Do liberals have a coherent theory about the Constitution? A few years ago, this would be the question hanging in the air at the end of a Supreme Court confirmation hearing. Conservatives had their claim to a theory – call it “originalism,” “textualism,” “judges should interpret the law, not make it,” or Chief Justice Roberts' “judge as umpire.” Liberals could call out the contradictions in these slogans, but it wasn't clear where they stood themselves. As Yale law professors Robert Post and Reva Siegel wrote in 2007, “progressives have grown confused and uncertain. They speak timidly of 'super-precedents' or minimalism, but they are unable to advance any robust theory of constitutional interpretation.” Few liberals were willing to defend the loose “living Constitution” theories of the Warren Court era, but nothing positive had taken its place.
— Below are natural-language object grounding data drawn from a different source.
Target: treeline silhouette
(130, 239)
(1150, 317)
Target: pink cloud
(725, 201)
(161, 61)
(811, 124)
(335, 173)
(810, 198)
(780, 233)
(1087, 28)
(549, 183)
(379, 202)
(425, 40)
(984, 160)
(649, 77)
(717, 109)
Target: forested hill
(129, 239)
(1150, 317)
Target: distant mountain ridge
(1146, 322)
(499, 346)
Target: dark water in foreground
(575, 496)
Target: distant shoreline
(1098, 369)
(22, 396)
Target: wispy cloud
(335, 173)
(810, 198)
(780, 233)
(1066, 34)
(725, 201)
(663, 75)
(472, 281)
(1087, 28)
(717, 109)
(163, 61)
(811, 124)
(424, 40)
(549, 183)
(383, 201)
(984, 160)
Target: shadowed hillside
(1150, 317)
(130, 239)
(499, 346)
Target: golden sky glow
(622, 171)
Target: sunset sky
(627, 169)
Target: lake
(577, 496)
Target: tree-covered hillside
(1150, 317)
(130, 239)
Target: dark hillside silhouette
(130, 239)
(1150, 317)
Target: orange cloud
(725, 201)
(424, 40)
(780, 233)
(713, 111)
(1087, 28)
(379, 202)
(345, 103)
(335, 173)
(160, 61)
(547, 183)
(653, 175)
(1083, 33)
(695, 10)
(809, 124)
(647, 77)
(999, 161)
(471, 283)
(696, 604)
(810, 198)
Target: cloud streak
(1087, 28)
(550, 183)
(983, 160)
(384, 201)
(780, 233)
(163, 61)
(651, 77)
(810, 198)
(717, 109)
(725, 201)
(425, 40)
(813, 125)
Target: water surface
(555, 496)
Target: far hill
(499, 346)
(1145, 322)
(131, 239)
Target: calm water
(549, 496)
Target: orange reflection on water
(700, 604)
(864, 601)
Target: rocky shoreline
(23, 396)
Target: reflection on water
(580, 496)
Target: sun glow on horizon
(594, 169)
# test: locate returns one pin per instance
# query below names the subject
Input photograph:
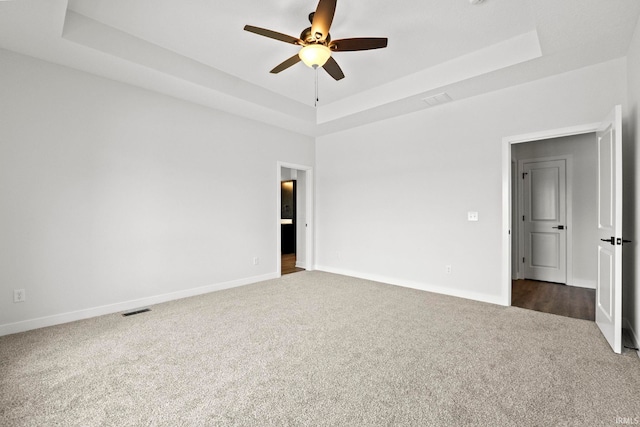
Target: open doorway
(295, 198)
(288, 223)
(554, 194)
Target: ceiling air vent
(437, 99)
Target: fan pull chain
(317, 99)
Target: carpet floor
(317, 349)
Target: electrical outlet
(19, 295)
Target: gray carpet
(318, 349)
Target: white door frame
(309, 198)
(568, 159)
(507, 142)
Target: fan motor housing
(308, 37)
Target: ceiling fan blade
(286, 64)
(362, 43)
(322, 19)
(332, 67)
(272, 34)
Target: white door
(544, 221)
(609, 246)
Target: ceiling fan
(316, 42)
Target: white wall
(583, 175)
(393, 196)
(111, 193)
(631, 189)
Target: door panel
(544, 219)
(544, 187)
(544, 250)
(609, 244)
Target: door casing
(507, 228)
(568, 214)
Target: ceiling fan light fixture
(315, 55)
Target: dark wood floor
(568, 301)
(289, 264)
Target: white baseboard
(415, 285)
(57, 319)
(587, 284)
(628, 326)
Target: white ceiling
(197, 50)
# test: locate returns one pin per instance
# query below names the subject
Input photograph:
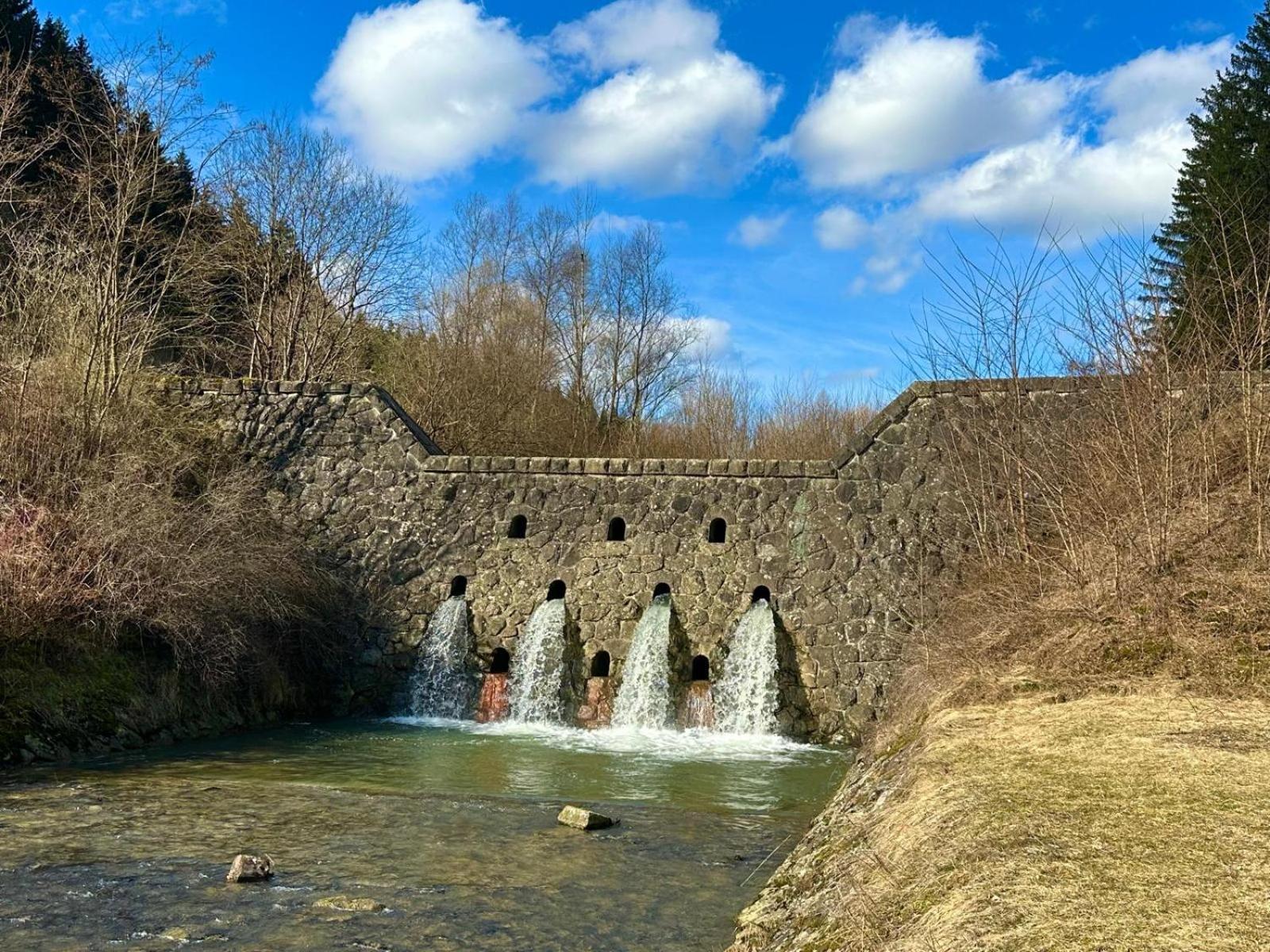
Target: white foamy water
(537, 670)
(441, 685)
(709, 746)
(746, 696)
(645, 697)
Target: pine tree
(1219, 228)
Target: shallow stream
(448, 829)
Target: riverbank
(406, 835)
(61, 701)
(1105, 823)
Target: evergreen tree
(1219, 230)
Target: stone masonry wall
(846, 547)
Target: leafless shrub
(1118, 532)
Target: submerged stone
(351, 904)
(249, 869)
(582, 819)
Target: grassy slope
(1109, 823)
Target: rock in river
(584, 819)
(249, 869)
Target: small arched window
(499, 662)
(600, 664)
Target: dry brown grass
(1109, 823)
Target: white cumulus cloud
(1119, 173)
(429, 88)
(676, 113)
(638, 93)
(841, 228)
(757, 230)
(914, 120)
(914, 99)
(639, 32)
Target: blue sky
(802, 156)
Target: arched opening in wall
(499, 662)
(600, 664)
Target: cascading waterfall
(645, 698)
(537, 673)
(441, 685)
(746, 697)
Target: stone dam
(844, 551)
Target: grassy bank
(73, 697)
(1106, 823)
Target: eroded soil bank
(1110, 823)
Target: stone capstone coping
(435, 460)
(577, 466)
(194, 386)
(899, 409)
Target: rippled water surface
(448, 827)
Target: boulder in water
(351, 904)
(582, 819)
(249, 869)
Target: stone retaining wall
(845, 547)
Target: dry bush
(158, 532)
(1117, 536)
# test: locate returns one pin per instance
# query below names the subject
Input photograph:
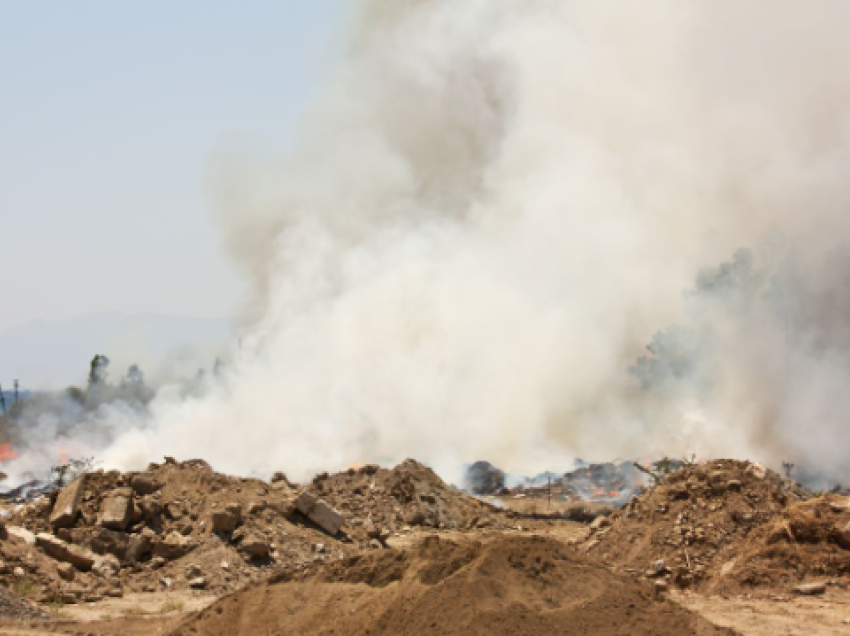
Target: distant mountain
(55, 354)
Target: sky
(111, 113)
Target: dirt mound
(181, 525)
(690, 528)
(15, 608)
(517, 585)
(807, 540)
(409, 495)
That year Doug Kendall, who know runs the Constitutional Accountability Center here and is an occasional TAP contributor, put forward the idea of "progressive originalism,” an effort to reclaim the idea of originalism and use the text and history of the Constitution for liberal ends. Yale's Jack Balkin encouraged use of the term “constitutional fidelity,” and a book published this spring by the American Constitution Society, expanded on the idea, as an alternative to both the “mechanical” version of originalism represented by Roberts' “umpire” metaphor and the loose idea of the Constitution as an evolving set of principles. (There may be other critical documents in this line of thought; I'm no expert here.)
Although Judge Sonia Sotomayor hardly made this case herself, wisely resisting every effort to pin her down on broad theoreticals by insisting that she would have to consider the facts of a case and the interests at issue, the overall tone of the hearing represented the ascent of a broadly understood idea of progressive originalism or constitutional fidelity, and the complete crash of the conservative argument. Perhaps the best example came when Sen. Lindsey Graham pushed her on whether there was a “cookbook” that would help her determine whether Second Amendment rights were “fundamental,” and thus applied to the states:
Judge, that's why the Supreme Court matters. I do believe, at the end of the day, you're not going to find a law book that tells you whether or not a fundamental right exists vis-a-vis the 2nd Amendment, that you're going to have to rely upon your view of America, who we are, how far we've come and where we're going to go in our relationship to gun ownership.
“No cookbook,” indeed. But how does the conservative “originalist” claim survive that admission? At the same time, newer members of the committee, like Sen. Al Franken, gleefully revealed the obvious dishonesty of originalism in practice, activism of Roberts and Scalia. The second-longest-serving member of the committee who participated this week, Arlen Specter, sounded anachronistic by comparison, pressing Sotomayor on whether she saw abortion rights as protected by “super stare decisis,” the kind of makeshift argument one heard in, say, the Souter confirmation hearings almost two decades ago.
There was not only a future Supreme Court Justice in that room this week, and possibly a great one, there was also, at last, a workable progressive legal theory. And not much to counter it.